Le fait que cette intention soit un élément 
fondamental et déterminant la valeur d’un document a toujours été 
implicitement admis, et même explicitement enseigné. Nous avons déjà vu que 
les textes théologiques à l’appui de l’adhésion à l’enseignement du 
Pape, même quand celui-ci s’exprime de façon ordinaire, renvoient à la 
question de son intention.
  
Quel est le fondement de cette vérité? 
Pourquoi la référence insistante à l’intention d’un enseignement?
  
La réponse à ces questions est d’une 
importance cruciale pour qui veut s’orienter dans la crise actuelle. En effet, 
s’il est vrai que l’Église a dû faire face à des périodes plus ou moins 
longues de crise, il n’en est pas moins vrai que la période que nous vivons a 
une particulière gravité. Dans la réflexion des plus grands théologiens 
catholiques ne se trouve mentionné nulle part le cas ou, pendant un demi-siècle, 
le Pape ou un Concile véhiculent des erreurs. D’où l’importance de partir 
de prémisses bien fondées.
  
Le point central à saisir est qu’un 
enseignement du Pape ou d’un Concile n’entraîne pas ipso facto une obéissance 
inconditionnelle : celle-ci dépend et est proportionnée à l’intention avec 
laquelle le Magistère entend engager son autorité. Voyons maintenant comment 
le démontrer.  Pour construire notre argumentaire, nous partirons de 
certains textes de la réflexion théologique de saint Thomas d’Aquin.

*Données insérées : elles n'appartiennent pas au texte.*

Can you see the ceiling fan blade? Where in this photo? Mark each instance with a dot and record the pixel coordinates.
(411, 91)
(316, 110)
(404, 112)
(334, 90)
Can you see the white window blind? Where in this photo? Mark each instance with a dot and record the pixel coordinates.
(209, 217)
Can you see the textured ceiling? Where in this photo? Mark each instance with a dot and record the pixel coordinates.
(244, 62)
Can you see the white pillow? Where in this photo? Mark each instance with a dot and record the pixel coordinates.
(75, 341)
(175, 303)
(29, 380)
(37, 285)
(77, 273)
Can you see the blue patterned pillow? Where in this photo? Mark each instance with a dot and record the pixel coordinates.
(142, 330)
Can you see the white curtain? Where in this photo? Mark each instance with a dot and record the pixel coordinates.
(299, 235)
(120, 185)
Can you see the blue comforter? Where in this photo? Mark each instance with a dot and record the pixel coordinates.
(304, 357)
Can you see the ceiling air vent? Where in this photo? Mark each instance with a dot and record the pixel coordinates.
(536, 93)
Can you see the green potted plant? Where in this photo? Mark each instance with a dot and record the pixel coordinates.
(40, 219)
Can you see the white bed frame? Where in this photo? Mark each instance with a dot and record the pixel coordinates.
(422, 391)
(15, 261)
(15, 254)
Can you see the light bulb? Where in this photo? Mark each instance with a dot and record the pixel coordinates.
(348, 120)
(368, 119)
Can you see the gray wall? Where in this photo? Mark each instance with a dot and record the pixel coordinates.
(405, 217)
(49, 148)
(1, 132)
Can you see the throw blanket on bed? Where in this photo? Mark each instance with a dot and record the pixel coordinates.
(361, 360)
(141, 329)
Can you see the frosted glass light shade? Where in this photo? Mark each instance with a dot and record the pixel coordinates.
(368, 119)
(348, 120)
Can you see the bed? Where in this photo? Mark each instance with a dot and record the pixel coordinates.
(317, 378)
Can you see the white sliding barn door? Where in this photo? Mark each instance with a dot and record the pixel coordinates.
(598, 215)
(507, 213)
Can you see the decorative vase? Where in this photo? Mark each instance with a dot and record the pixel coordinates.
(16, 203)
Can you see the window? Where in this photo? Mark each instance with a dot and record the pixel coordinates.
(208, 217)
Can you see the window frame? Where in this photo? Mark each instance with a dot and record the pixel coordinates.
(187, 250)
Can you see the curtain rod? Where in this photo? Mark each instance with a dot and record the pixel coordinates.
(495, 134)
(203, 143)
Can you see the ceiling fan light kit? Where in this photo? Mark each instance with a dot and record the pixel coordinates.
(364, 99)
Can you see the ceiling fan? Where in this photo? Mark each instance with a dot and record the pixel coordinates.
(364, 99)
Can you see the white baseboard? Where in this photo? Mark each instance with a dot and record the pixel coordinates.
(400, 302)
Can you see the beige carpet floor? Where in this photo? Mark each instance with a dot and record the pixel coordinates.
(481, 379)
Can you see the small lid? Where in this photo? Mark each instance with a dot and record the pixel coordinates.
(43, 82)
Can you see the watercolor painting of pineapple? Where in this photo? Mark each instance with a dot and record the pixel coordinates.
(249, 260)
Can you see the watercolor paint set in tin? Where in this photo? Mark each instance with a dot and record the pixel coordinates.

L’action providentielle « respecte » l’ordre créé
Tout d’abord, « intelligendum est Deum 
operari in rebus, quod tamen ipsae res propriam habeant operationem »[35]. La 
causalité universelle de Dieu est telle que non seulement elle ne supprime pas, 
mais elle soutient la causalité propre des créatures. Par exemple, il est 
certain que c’est Dieu qui nous donne le soleil ou la pluie, mais cela 
n’invalide pas la sphère de la causalité physique, connaissable par la 
raison humaine.
  
Le même raisonnement doit être fait sur cette 
causalité particulière qu’est la liberté humaine. Dans ce cas aussi, non 
seulement Dieu ne sacrifie pas, mais il se configure comme nécessaire et source 
de la liberté de l’homme. En effet, seule la toute-puissance peut donner sans 
rien perdre de sa puissance, elle seule peut communiquer sous forme de don pur, 
et donc sans rester dépendante du don qu’elle fait. L’incompatibilité 
apparente entre toute-puissance et liberté dans la philosophie moderne est due 
au fait que Dieu n’est plus considéré comme Dieu, mais comme réalité 
immanente au monde.
  
Donc, pour saint Thomas, la totalité causative 
de la Cause première n’est pas un facteur inhibant mais constitutif de la 
causalité des causes secondes. En d’autres termes : Dieu fait en sorte que 
nous puissions être réellement la cause de nos choix précisément dans la 
mesure où notre être dépend de Lui. Par conséquent, si nous ne dépendions 
pas de Lui, qui est le Tout-Puissant, nous ne pourrions pas être libres, car 
c’est le propre de la toute-puissance – et seulement d’elle – de rendre 
libres.
  
Ce qu’il faut retenir, dans la profonde réflexion 
de saint Thomas, c’est que la causalité universelle de Dieu (cause première), 
tant dans l’ordre naturel que dans l’ordre surnaturel, ne mortifie pas mais 
fonde la causalité créée (cause seconde), et en conserve les particularités 
: « ex causis necessariis per motionem divinam sequuntur effectus ex 
necessitate ; ex causis autem contingentibus sequuntur effectus contingentes »[36].
  
Or, l’être humain est un être libre, caractérisé 
par deux facultés essentielles, l’intelligence et la volonté, qui lui 
permettent d’accomplir des actes humains, c’est-à-dire des actes dans 
lesquels il n’est pas simplement cause, mais cause libre. Les actes humains se 
différencient des actes de l’homme en ceci que ces derniers sont accomplis 
par l’homme, mais non librement. Dans l’acte humain, en revanche, on dit que 
l’homme est sui actus dominus.
  
Un texte de la Summa contra Gentiles montre que 
les actes humains ne sont aucunement mortifiés par l’action divine : « Finis 
autem ultimus cujuslibet creaturae est ut consequatur divinam similitudinem… 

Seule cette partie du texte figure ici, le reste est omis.